Supply of food and beverages in trains will face goods and services tax (GST) as applicable on such items and not the concessional rate of 5% as specified by the government through a circular, Authority for Advance Rulings (AAR) said on Tuesday.
A train is a medium of transport and cannot be termed restaurant, eating joint, mess or canteen, Delhi AAR said in a decision that would impact those supplying food on trains. The ruling comes even as the industry has represented to the government and the GST Council on differential rates on same service leading to issues and potential disputes later.
Outdoor catering attracts 18% GST, while canteen services faces 5%. The levy on supply of food or beverages by facilities such as a mess or canteen was reduced to 5% in November. Subsequently, in January supplies made to Indian Railways were also put in the 5% bracket via a circular.
The circular from Central Board of Indirect Taxes and Customs, announcing lower GST rate for food on trains, did not say whether such transactions shall be treated as supply of goods or services.
The AAR ruling came in response to an application by Deepak & Co that entered into an agreement with the Indian Railways for supply of food and beverages (packaged, cooked or at MRP) on mail and express trains.
It had also signed an agreement to open food stalls and food plazas in railway stations.
AAR has observed that supply of food and beverages directly to passengers at fixed rate on platforms did not have any element of services, and hence GST shall be charged on individual items as per their respective applicable rates, it said.

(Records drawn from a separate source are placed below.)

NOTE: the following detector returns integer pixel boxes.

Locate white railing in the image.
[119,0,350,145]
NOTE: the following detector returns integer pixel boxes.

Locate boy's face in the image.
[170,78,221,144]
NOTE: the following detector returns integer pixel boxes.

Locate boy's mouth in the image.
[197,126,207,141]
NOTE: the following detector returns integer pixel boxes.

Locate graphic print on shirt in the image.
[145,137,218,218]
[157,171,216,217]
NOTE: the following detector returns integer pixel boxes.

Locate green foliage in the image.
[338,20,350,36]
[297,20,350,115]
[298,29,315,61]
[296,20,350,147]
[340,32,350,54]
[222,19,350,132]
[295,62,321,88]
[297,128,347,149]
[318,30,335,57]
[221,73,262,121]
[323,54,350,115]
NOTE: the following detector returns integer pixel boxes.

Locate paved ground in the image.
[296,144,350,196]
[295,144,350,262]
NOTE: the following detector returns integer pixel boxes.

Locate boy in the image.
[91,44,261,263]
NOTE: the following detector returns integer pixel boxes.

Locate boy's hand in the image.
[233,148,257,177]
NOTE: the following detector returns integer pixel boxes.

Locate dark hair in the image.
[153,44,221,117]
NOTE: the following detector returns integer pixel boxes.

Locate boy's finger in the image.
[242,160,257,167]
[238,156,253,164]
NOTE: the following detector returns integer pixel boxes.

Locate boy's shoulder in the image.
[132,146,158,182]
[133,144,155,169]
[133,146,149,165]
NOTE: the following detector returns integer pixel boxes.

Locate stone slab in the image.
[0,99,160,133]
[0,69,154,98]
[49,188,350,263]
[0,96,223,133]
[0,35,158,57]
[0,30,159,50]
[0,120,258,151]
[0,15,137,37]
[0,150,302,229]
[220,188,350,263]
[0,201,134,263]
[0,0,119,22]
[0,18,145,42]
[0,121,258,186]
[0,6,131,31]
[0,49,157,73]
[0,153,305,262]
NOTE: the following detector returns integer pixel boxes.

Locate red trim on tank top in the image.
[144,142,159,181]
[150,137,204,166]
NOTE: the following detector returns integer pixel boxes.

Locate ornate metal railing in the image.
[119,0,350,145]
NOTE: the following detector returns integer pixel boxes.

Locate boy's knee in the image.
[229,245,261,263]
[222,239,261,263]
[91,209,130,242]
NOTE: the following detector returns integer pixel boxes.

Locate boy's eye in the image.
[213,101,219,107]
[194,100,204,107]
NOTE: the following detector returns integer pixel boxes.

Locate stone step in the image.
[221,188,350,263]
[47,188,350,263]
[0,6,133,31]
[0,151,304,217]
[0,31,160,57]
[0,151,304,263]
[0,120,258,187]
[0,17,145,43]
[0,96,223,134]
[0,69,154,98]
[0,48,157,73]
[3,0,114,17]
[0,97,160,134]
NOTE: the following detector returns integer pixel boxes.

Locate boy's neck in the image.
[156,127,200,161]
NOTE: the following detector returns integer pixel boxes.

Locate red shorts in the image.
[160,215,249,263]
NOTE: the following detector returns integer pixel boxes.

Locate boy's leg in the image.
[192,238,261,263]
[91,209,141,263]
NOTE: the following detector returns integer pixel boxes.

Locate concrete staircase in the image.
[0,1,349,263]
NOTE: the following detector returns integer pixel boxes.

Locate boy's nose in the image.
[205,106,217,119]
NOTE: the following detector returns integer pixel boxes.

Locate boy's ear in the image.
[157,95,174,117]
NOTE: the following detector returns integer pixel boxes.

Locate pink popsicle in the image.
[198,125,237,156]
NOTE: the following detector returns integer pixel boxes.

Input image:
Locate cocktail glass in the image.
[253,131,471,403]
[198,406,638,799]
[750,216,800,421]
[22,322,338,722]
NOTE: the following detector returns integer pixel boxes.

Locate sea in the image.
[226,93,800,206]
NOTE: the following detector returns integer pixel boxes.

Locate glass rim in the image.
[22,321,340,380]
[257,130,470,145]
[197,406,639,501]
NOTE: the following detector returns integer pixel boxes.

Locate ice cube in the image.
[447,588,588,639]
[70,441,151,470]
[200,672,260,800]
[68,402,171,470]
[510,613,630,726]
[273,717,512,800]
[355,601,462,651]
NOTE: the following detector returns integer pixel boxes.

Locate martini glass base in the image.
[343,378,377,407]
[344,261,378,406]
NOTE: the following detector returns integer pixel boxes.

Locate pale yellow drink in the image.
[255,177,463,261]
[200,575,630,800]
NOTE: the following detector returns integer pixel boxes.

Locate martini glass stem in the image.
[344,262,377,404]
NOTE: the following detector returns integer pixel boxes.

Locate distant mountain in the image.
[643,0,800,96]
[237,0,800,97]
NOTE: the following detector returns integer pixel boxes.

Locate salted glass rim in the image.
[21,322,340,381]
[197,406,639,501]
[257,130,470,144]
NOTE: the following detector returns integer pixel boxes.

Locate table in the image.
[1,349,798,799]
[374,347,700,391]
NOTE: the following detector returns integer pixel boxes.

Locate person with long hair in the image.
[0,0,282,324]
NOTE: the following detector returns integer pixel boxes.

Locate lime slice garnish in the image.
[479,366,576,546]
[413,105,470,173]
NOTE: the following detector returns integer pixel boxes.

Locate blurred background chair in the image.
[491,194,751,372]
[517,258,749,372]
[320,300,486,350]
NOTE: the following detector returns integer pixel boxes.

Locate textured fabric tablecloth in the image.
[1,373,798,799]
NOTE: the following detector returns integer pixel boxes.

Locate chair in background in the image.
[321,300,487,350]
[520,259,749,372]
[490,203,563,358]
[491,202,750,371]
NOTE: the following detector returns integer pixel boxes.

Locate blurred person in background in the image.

It also noted that mere heating and cooling of beverages or similar services are incidental and not eligible for any tax benefit.
“Incidental services provided with supply of goods being the dominant intention would be treated as supply of goods in GST. Hence supply on board a train would be treated at par with like goods in a retail shop from a GST rate perspective,” said MS Mani. partner at consultancy firm Deloitte India.
Harpreet Singh, partner at KPMG, said the principle laid down by the advance authority may have far reaching impact on composite supply arrangements involving serving of food at various places such as kiosks, food stalls and food trucks.
Anita Rastogi, indirect tax partner at PwC, said there was a need to ensure there is no conflict. “Considering that there have been slew of clarifications issued by the CBEC and parallelly multiple advance rulings coming out in public domain, it is pertinent that there should be no conflict among the two as far as interpretation is concerned,” she said.